Je voulais lui rendre hommage en saluant ce qu’il a toujours défendu dans sa vie : l’Amour, la paix et la liberté, la convergence culturelle et sa chère Kabylie.
Lorsque je me suis rendue en Kabylie la première fois (au début des années 2000), j’allais en Algérie pour la première fois… Et j’étais une ignorante de l’histoire des peuples la composant… Ce fut un immense et profond coup de foudre. Cet amour continue de m’accompagner car il a semé en moi une foi profonde pour l’âme humaine, et un éternel remerciement.
Ces peuples berbères, ces peuples amazighs sur lesquels pèse un voile lourd de siècles de silence luttent pour faire reconnaître leur langue et leur culture.

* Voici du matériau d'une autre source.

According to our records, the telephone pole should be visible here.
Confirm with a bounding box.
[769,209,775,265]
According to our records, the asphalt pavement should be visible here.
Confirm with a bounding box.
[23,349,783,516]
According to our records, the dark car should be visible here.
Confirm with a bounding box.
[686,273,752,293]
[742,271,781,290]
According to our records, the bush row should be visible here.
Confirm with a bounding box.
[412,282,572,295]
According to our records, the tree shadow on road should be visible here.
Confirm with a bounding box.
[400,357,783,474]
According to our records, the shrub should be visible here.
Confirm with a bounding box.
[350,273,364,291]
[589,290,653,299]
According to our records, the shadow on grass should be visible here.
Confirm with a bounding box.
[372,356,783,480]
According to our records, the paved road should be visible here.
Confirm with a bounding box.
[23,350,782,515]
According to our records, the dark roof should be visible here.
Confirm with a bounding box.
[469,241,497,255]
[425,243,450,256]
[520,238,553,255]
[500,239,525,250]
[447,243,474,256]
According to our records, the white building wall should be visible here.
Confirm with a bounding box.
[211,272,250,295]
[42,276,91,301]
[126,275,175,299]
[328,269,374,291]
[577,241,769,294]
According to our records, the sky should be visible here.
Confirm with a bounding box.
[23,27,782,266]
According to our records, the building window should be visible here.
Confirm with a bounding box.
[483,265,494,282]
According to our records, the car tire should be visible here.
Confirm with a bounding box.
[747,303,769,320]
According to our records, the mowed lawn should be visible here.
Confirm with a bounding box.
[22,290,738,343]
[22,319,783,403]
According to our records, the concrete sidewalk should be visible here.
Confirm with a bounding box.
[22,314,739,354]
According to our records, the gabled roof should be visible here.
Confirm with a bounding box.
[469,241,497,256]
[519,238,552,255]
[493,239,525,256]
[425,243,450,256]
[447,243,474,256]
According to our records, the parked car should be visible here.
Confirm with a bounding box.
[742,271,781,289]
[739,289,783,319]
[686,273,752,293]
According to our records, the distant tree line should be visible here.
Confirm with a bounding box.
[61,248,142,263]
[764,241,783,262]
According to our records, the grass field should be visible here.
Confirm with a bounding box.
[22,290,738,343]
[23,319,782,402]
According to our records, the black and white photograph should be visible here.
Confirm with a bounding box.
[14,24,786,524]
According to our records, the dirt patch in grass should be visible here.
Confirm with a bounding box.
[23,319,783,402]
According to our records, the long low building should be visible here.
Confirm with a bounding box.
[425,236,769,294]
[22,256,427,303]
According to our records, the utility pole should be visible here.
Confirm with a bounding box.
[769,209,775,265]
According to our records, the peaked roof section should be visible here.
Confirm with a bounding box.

Je suis arrivée dans une famille tellement emplie de douceur, de tendresse, d’affection, de générosité ; de bonté profonde et simple… c’en était touchant constamment. J’avais l’impression d’être en famille à chaque instant. Jamais autant que sur cette terrasse à Tizi Ouzou, je n’ai ressenti autant de paix (dans une Algérie qu’on disait à feu et à sang dans les media à ce moment-là). J’étais tellement touchée, j’aurais aimé avoir quelque chose à offrir. J’ai alors demandé au vieux monsieur de la maison, s’il avait été bien reçu lorsqu’il vivait en France.
« Vous savez, on arrive à Marseille parce qu’on y est un peu obligé… Les conditions sont difficiles, mais on ne se plaint pas. Ce qui est dur, vraiment dur, c’est que très vite on est traité de « sale arabe »… En plus d’être violent, c’est totalement faux. Car nous, voyez-vous, nous les Kabyles, voilà bien plus de 500 ans que nous avons dû nous réfugier dans nos montagnes pour protéger notre culture berbère et kabyle de l’envahissement arabe, puis de la colonisation française. Voilà des siècles que nous luttons pour exister encore… et parfois, et notamment en France, on a comme cessé d’exister dans le regard, dans la mémoire et dans la conscience des gens » …
Moi, j’ai pleuré ! Et je me suis souvent demandé comment réparer ces offenses reçues par des personnes à si belle âme.
Dans les chansons et les positionnements d’Idir, j’ai tout retrouvé de mon premier séjour : la poésie, profonde et simple, de ces personnes enracinées dans les monts du Durdjura, la beauté partout présente, l’esprit des contes et des veillées, les flûtes, ancestrales et transportées dans notre époque en les accompagnant de guitares et de darboukas…
Dans les chansons d’Idir, ou ses poèmes en prose qu’il disait avant ou après les chansons pendant ses concerts, j’ai retrouvé cet amour indicible, entouré d’un immense respect pour les femmes, les mères, les grands-mères, les filles.
J’ai retrouvé ce questionnement simple et authentique : comment faire vivre cette culture et les valeurs humanistes qui gît en elle, comment perpétuer la tradition, et pourtant s’adapter au monde d’aujourd’hui et de demain ?
J’ai trouvé chez Idir une forme de lutte qui n’utilisait ni les cris, ni les armes, ni le prestige, ni la violence, une forme de lutte toute en douceur et permanence pour faire valoir la paix, la liberté, la tolérance, et la diversité culturelle.
Grâce à lui, on connaît la Kabylie, grâce à lui la culture berbère est vivante dans le cœur de plus de gens, grâce à lui, nous sommes plusieurs à avoir ouvert nos consciences, fait tomber des croyances, nous être intéressés à l’histoire de peuples. Grâce à lui, on tente même de prononcer comme on le peut, « a vava inouva » (« Mon papa à moi »), en tous cas on fredonne, ce qui dans le cas d’Idir, ressemble toujours à une berceuse… pour les pères, pour les mères, pour les filles, pour les gens tout simplement.
Cher Idir, ce petit texte avait pour seul but de joindre notre voix humaniste au grand chœur multiculturel qui s’élève en ces jours à ta mémoire, et qui tente de t’offrir, pour accompagner ton envol, une symphonie de profonds MERCIS.